La mission de la Palme consiste en patrouilles le long des côtes de la Manche pour protéger les pêcheurs et les caboteurs contre les corsaires britanniques. Le 29 décembre 1745, le navire se trouve au large de Calais. La corvette engage le combat contre deux corsaires anglais, mais celui-ci tourne au fiasco. Une large partie de l’équipage refuse d’obéir lorsque l’ordre d’abordage est donné. Les deux corsaires anglais réussissent à s’enfuir en s’emparant au passage d’un petit navire corsaire français.

L’enquête qui suit ne permet pas de désigner les hommes d’équipage qui ont failli et coûte finalement son commandement à M. de Breugnon, alors que Suffren doit reconnaître qu’il n’a pas réussi à se faire obéir. « Le jeune enseigne de vaisseau commandant la corvette et son beaucoup trop jeune second ont été incapables de maîtriser une situation difficile et n’ont pu imposer leur volonté à un équipage qu’ils dirigeaient pourtant depuis trois mois et demi » juge Rémi Monaque. Il ne suffit pas seulement d’être courageux, commander est un art qui s’apprend. Suffren va retenir cette rude leçon et va désormais chercher à établir des relations de confiance avec les équipages. Esprit pratique, Pierre-André va aussi apprendre le breton, comme il apprendra plus tard l’anglais et l’italien.

De Castrie, le nouveau ministre de la marine est issu de l’armée de terre, mais s’est révélé un des rares bon chefs de la guerre de Sept Ans. Outre des nouveaux commandants, il impose des choix stratégiques qui manquaient à son prédécesseur. La répartition des vaisseaux ne change guère, mais montre qu’il ne croit pas à une victoire en Europe. De Grasse (suivi un peu plus tard par La Motte-Picquet) doit partir avec une grande escadre (20 vaisseaux) dans les Antilles où se porte toujours l’essentiel de l’effort de guerre français, sachant que pour faire des économies, Louis XVI a décidé de ne pas renforcer les 6 000 hommes de Rochambeau retranchés à Newport. Guichen, avec une escadre conséquente (12 vaisseaux) doit aller prêter main-forte à la flotte espagnole devant Gibraltar, et Suffren, avec une division, doit porter des renforts à la colonie néerlandaise du Cap (Afrique du Sud), désormais menacée par la Royal Navy.

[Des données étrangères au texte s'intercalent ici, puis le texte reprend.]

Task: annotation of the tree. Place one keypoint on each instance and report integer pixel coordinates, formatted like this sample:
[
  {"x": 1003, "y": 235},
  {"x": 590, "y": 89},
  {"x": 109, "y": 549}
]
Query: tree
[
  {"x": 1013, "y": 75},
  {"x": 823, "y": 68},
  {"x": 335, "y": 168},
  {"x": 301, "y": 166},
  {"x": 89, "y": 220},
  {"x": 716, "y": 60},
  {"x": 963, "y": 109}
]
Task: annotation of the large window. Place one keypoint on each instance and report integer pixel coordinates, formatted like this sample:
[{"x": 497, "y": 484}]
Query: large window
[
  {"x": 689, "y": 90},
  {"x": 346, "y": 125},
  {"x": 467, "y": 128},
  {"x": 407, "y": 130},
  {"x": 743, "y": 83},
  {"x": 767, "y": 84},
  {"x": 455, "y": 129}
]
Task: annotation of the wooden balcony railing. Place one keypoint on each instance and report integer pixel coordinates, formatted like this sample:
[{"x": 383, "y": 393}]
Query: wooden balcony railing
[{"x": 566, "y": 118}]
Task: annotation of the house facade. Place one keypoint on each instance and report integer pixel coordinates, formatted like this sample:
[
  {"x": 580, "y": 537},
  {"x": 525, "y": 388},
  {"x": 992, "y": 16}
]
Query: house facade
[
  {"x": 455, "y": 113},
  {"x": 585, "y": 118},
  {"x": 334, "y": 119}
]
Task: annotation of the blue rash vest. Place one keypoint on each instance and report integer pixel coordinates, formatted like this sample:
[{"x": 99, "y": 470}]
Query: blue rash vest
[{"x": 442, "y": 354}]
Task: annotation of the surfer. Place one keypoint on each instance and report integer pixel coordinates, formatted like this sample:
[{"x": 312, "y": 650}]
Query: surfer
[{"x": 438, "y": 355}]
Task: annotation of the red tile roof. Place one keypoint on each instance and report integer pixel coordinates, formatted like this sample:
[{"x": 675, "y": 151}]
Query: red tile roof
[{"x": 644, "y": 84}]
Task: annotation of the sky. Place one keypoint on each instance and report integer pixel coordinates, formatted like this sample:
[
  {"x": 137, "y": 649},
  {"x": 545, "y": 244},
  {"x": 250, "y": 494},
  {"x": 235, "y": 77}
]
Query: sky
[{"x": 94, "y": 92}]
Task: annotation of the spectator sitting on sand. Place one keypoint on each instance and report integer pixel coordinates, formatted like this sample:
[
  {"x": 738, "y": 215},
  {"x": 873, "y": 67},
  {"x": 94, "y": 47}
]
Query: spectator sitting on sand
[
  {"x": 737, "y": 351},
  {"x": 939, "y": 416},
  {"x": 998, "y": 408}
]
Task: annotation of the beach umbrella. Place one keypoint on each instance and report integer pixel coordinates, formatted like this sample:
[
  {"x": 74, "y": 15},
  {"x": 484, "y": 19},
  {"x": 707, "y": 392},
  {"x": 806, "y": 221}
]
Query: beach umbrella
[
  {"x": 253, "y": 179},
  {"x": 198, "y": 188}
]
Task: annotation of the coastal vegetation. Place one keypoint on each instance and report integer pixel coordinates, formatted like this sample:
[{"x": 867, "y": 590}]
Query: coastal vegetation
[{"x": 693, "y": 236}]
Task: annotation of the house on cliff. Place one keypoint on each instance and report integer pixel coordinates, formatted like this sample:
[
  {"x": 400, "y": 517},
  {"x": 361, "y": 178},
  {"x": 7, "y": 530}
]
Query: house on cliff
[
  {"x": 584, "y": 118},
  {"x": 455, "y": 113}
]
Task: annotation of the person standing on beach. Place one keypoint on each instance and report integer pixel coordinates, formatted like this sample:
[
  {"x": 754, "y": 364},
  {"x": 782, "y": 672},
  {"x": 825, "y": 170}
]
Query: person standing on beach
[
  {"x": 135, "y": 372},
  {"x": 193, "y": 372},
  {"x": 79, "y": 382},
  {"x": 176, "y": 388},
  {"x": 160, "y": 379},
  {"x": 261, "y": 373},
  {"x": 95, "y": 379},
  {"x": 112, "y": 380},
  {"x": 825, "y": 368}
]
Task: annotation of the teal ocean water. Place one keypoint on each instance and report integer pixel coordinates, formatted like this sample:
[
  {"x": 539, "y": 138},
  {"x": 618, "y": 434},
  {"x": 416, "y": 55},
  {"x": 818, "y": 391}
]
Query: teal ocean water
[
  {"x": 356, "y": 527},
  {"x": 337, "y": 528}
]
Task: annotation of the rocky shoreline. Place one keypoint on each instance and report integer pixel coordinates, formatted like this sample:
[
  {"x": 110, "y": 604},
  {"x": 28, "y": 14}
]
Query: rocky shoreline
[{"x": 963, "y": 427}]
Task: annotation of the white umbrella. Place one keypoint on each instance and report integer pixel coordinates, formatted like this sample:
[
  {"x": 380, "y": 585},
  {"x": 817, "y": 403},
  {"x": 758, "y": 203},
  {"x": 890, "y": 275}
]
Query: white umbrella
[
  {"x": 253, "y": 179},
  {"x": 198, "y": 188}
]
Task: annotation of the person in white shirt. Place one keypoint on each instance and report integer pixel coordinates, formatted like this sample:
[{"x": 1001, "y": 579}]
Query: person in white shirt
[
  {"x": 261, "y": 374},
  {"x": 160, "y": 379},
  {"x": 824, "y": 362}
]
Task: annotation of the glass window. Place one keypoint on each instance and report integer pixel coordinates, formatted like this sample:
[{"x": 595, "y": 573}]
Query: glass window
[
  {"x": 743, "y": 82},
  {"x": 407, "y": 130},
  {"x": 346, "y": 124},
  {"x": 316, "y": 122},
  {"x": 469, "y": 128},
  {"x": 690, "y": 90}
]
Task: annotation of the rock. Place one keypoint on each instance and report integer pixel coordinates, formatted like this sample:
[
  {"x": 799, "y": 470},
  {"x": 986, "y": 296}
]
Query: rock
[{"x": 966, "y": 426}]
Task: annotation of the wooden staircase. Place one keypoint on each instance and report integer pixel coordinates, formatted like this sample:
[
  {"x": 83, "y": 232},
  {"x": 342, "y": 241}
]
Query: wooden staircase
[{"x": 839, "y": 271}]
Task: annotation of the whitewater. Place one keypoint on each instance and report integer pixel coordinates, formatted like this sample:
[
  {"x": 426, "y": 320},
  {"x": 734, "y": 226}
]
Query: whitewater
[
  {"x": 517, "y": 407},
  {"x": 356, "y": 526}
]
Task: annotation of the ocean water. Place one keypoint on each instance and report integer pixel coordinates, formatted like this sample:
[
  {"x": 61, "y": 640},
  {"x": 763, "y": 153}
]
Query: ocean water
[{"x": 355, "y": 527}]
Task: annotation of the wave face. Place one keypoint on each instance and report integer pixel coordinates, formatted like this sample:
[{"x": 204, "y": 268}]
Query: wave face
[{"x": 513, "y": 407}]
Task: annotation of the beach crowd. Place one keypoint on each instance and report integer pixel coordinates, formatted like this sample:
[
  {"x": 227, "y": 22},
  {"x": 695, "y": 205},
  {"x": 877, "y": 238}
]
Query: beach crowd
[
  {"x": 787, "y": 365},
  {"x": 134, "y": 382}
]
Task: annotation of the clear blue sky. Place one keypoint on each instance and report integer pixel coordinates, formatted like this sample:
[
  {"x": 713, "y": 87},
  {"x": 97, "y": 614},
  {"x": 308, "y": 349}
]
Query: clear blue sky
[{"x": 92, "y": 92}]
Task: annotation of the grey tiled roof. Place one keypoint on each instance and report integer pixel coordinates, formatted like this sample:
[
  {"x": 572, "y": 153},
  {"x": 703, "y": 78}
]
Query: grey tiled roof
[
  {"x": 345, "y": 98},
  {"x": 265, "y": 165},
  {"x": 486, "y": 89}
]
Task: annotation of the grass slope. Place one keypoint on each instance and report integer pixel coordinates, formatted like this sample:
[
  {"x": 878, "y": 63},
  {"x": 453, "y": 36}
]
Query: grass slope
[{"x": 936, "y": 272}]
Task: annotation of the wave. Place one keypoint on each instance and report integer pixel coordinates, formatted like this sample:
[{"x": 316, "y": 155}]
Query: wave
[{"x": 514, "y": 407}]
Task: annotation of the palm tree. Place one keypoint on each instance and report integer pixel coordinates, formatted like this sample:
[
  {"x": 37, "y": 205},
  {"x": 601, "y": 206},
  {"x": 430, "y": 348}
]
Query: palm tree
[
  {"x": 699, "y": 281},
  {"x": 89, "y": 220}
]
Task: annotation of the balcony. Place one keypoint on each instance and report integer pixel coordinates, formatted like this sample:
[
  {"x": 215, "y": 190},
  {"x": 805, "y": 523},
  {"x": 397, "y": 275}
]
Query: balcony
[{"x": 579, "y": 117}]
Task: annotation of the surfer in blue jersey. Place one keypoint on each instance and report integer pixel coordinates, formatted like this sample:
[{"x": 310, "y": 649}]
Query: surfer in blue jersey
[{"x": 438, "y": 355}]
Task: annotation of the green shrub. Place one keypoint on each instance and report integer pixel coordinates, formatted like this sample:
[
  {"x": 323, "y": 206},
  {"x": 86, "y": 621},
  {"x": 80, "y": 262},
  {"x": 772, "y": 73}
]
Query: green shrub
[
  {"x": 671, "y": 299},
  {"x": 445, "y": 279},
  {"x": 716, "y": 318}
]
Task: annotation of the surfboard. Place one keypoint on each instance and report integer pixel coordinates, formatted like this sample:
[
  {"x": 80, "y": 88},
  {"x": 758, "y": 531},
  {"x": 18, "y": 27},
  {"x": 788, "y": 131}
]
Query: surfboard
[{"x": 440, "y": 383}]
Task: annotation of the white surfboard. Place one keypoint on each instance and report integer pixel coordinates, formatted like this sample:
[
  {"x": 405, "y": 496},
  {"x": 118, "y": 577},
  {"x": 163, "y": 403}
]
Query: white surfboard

De Castrie a retiré 8 vaisseaux du théâtre européen pour les redistribuer outre-mer, ce qui donne un quasi-équilibre entre les forces françaises et anglaises hors d’Europe. Même si on laisse 12 vaisseaux dans l’Atlantique, il est clair qu’on a renoncé aux projets d’invasion de l’Angleterre. Pour la première fois au XVIIIe siècle, le théâtre d’opération décisif est hors d’Europe, preuve de l’importance prise par les colonies.

Le ministre de la marine, conscient de l’importance de ces armements décide de se rendre à Brest, décision exceptionnelle et fortement symbolique de son engagement personnel dans le suivi des opérations. De Castrie arrive le 13 mars et rencontre le comte d’Hector, commandant de la base, ainsi que le comte de Grasse et tous les officiers des escadres en partance. Il déjeune à bord du Ville de Paris, le navire amiral de Grasse, et assiste à plusieurs exercices dans la rade. La nouvelle de l’armement de l’escadre anglaise à destination du Cap venant d’arriver, de Castrie décide alors de renforcer les forces de Suffren avec un vaisseau.

Suffren, épreuve de luxe.

Suffren prend le commandement d’un nouveau 74 canons, le Héros, un navire neuf (1778), doublé de cuivre et réputé bon marcheur. Cette belle unité se retrouve placée à la tête de 4 autres vaisseaux, l’Annibal (74), le Vengeur (64), le Sphinx (64) et l’Artésien (64) que le ministre vient de joindre à la division. Celle-ci est complétée d’une corvette, la Fortune (16), et doit escorter 8 transports embarquant un millier de soldats. L’analyse de cette petite division montre clairement que le théâtre d’opération indien est secondaire, mais aussi qu’à Brest on a atteint les limites du possible en matière de mobilisation navale. Avec deux 74 canons, trois Vaisseau de 64 canons et aucune frégate, la puissance de feu n’est pas très élevée, même si tous les vaisseaux sont doublés de cuivre, sauf un, l’Annibal, alors-même que ce « 74 » est lui aussi récent (1779). Le Vengeur (64 canons), déjà ancien (1757) a certes été modernisé avec un doublage de cuivre, mais la coque fait de l’eau et sa mâture est en mauvais état. Suffren bataille auprès des bureaux brestois pour obtenir plus de matériel en supplément, mais sans succès. Le bailli se plaint aussi vivement de l’insuffisance dotation de sa division en bâtiments légers : on ne lui a pas donné de frégate, mais une simple corvette, la Fortune, qui est en mauvais état et marche mal.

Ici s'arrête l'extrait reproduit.